Barbara Strozzi - kultur 75 - April 2011

Komponistin und Liebeskünstlerin: Barbara Strozzi im Alten Malersaal

Die Musik der 1619 in Venedig geborenen Komponistin und Sängerin Barbara Strozzi kommt nicht vor in dem Musiktheater, das ihren Namen im Titel trägt. Das 2010 in Luzern uraufgeführte Stück feierte als deutsche Erstaufführung seine szenische Premiere im Alten Malersaal erst am 16.März, weil Probleme mit der Technik am eigentlich vorgesehenen Termin nur eine konzertante Vorstellung erlaubten.
Die optische Opulenz der Inszenierung von Jörg Behr ist freilich das tragende Element der Aufführung. Ausstatterin Karin Leuenberger hat hier ein staunenswertes Wunderwerk geschaffen. In einem roten Raum spaziert ein soignierter weißhaariger Herr an Bildern vorbei, die barocke Stillleben zitieren. Eine Frau im roten Kleid huscht in die Museumsszenerie, setzt zu einer Koloratur an und verschwindet wieder. Zwei jüngere Männer tauchen auf, die Gemälde beginnen per Videoanimation zu leben. Die Frau erscheint plötzlich als Bild in den Rahmen und als reale Gestalt, narrt die Betrachter, lässt sich umgarnen.

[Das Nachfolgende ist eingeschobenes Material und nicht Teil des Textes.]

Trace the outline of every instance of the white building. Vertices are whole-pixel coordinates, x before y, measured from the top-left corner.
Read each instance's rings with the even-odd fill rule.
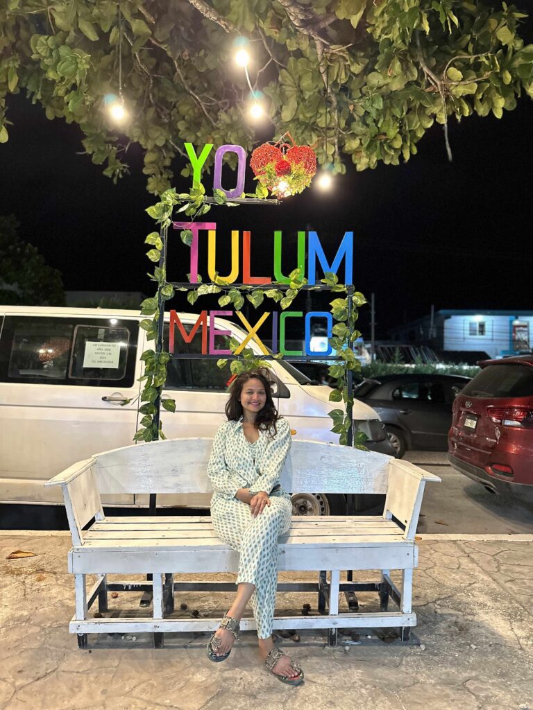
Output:
[[[485,352],[490,358],[531,350],[533,311],[439,310],[391,331],[399,344]]]

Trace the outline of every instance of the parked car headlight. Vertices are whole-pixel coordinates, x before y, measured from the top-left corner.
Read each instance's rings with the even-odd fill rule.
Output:
[[[354,419],[353,430],[366,434],[371,442],[382,442],[387,438],[385,425],[379,419]]]

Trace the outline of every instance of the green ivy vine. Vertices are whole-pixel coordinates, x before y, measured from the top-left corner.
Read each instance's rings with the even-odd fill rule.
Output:
[[[247,195],[246,197],[264,198],[266,195],[262,188],[258,185],[255,194]],[[178,212],[183,212],[190,218],[192,222],[197,217],[205,214],[211,209],[212,204],[225,205],[226,207],[237,206],[239,203],[230,202],[222,190],[215,190],[212,198],[205,195],[203,185],[194,182],[189,192],[177,193],[175,189],[166,190],[161,196],[161,200],[156,204],[148,207],[146,212],[158,225],[160,231],[151,232],[145,239],[145,244],[150,247],[146,253],[148,258],[158,266],[154,266],[154,273],[149,275],[151,280],[157,284],[157,291],[155,295],[145,299],[141,305],[141,313],[146,316],[141,321],[141,327],[146,332],[147,340],[156,341],[159,323],[159,310],[161,305],[174,297],[175,288],[166,280],[166,271],[164,265],[163,238],[166,239],[167,230],[172,222],[172,214],[175,207],[181,203]],[[162,236],[163,235],[163,236]],[[189,229],[183,229],[180,232],[182,241],[190,246],[192,233]],[[265,298],[270,298],[276,304],[279,304],[282,310],[288,308],[298,296],[301,289],[307,285],[307,279],[300,269],[295,269],[289,276],[289,288],[286,284],[280,282],[272,282],[268,285],[242,285],[238,288],[230,284],[224,279],[220,278],[215,274],[212,283],[202,283],[201,277],[198,275],[198,283],[193,288],[181,287],[180,290],[188,291],[187,300],[193,305],[198,297],[206,294],[220,294],[218,298],[221,307],[232,304],[235,310],[239,310],[244,304],[245,300],[249,301],[254,308],[260,306]],[[335,378],[335,387],[330,394],[332,402],[343,402],[345,409],[334,409],[329,413],[333,420],[331,431],[339,435],[339,442],[346,444],[348,442],[348,433],[351,422],[346,414],[350,405],[353,405],[353,398],[350,396],[348,386],[348,372],[357,371],[360,369],[360,363],[353,350],[353,344],[360,336],[360,332],[355,330],[355,324],[358,316],[358,308],[367,302],[362,293],[358,291],[352,293],[351,289],[344,284],[338,283],[336,274],[328,272],[325,274],[321,283],[329,287],[335,293],[343,294],[335,298],[330,303],[330,310],[335,322],[333,328],[330,344],[337,353],[339,361],[332,364],[328,369],[328,374]],[[283,286],[284,288],[279,287]],[[311,287],[311,290],[320,287]],[[350,292],[350,293],[349,293]],[[351,298],[349,305],[348,298]],[[235,353],[239,343],[235,339],[231,339],[230,349]],[[159,438],[164,439],[165,435],[161,429],[161,422],[158,423],[158,405],[160,403],[163,409],[169,412],[176,411],[176,401],[171,398],[162,397],[163,388],[166,379],[166,370],[171,354],[166,351],[158,352],[156,349],[146,350],[141,359],[144,362],[144,373],[141,381],[144,383],[140,395],[140,406],[139,411],[142,415],[140,427],[135,433],[135,441],[154,441]],[[281,359],[283,354],[274,353],[272,357]],[[225,367],[228,359],[222,358],[217,361],[218,366]],[[252,348],[245,347],[241,354],[232,359],[230,366],[232,374],[238,375],[242,372],[255,370],[258,368],[271,368],[271,361],[262,357],[258,357]],[[365,449],[364,442],[366,435],[362,432],[353,432],[353,445],[357,448]]]

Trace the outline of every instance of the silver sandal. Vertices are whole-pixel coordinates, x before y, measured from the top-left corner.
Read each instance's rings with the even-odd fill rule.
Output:
[[[299,685],[303,680],[303,671],[301,670],[301,666],[294,661],[291,662],[291,665],[294,670],[298,673],[295,678],[289,678],[286,675],[279,675],[278,673],[274,673],[274,667],[278,662],[279,659],[284,655],[286,655],[286,654],[283,652],[281,648],[278,648],[277,646],[274,646],[272,650],[265,658],[264,665],[266,666],[272,675],[275,675],[276,677],[279,678],[282,683],[286,683],[287,685]]]
[[[225,628],[231,634],[233,635],[233,638],[236,641],[239,640],[239,632],[240,631],[240,626],[239,622],[237,619],[234,619],[232,616],[228,616],[226,615],[222,618],[218,628]],[[215,631],[215,633],[217,632]],[[225,653],[224,655],[217,656],[215,652],[216,650],[219,648],[222,643],[220,636],[215,636],[215,633],[211,636],[208,643],[208,658],[210,661],[214,661],[215,663],[219,663],[220,661],[225,661],[232,652],[231,648],[227,652]]]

Die farbenreich flirrende Musik des Komponis­ten Georg Graewe tritt ein wenig zurück hinter der irritierenden Kunstwelt. Die Musiker des ­Beethovenorchesters unter der umsichtigen Leitung des ehemaligen Bonner Ersten Kapellmeisters Wolfgang Lischke bleiben unsichtbar verborgen hinter einer der roten Stellwände. Renatus Mészár (Bass), Christian Specht (Tenor) und Giorgos Kanaris (Bariton) aus dem Bonner Ensemble beweisen neben ihrer stimmlichen Potenz auch ihre schauspielerischen Fähigkeiten. Es gibt viel gesprochenen Text in mehreren Sprachen (die deutschen Übersetzungen werden eingeblendet) in dieser witzigen Mixtur aus Sprech- und Musiktheater.
Vorzüglich meistert die Sopranistin Stephanie Wüst die komplizierte Titelpartie mit ihren extremen Intervallsprüngen. Sie ist verführerisch in roter Corsage wie im schmalen schwarzen Hosenanzug und leicht bekleidet mit einem grünen Handtuch.
Sie spielt mit den Bildern, die die Männer sich von ihr machen. Barbara Strozzi, uneheliche Tochter einer Hausangestellten des angesehenen Gelehrten, Dichters und Librettisten Giulio Strozzi, war eine Art Glamour-Girl des Barock. Ihr vermutlicher Vater adoptierte sie und sorgte für ihre umfassende Ausbildung. Sie war eine hochbegabte Musikerin, aber auch Mittelpunkt literarischer und philosophischer Salons, Muse und begehrte Kurtisane. Außerdem alleinerziehende Mutter von vier Kindern und höchst geschickt in Geldgeschäften. „Ich bin bekennend geldgeil“, schreibt sie provozierend auf eine Tafel. Ihre Kompositionen galten als so sinnlich, dass jungen Damen von Stand vom Singen ihrer Lieder abgeraten wurde.
Graewes Theater zitiert historische Dokumente, schildert aber nicht ihre Biografie, sondern macht sie zu einer exemplarischen Figur, die die Waffen der Kunst ebenso beherrscht wie die Amors. Zwischen die Spielszenen mischen sich Videos, in denen die drei Sänger sich in Barockkostümen mit der bezaubernden Dame vergnügen, die sich ihnen immer wieder entzieht.
Dass sich sogar Kreditkarten besingen lassen, gehört zu den amüsanten Details des musikalisch eher leichtgewichtigen Werkes, das spielerisch die Welt der Barbara Strozzi erforscht, dabei Parallelen zur Gegenwart zieht und die Wahrnehmung in Frage stellt. Die intelligente Inszenierung macht Spaß und ist ein gelungenes Beispiel dafür, dass das experimentelle Musiktheater in der Reihe „Bonn Chance“ keineswegs abstrakt und sperrig sein muss. E.E.-K.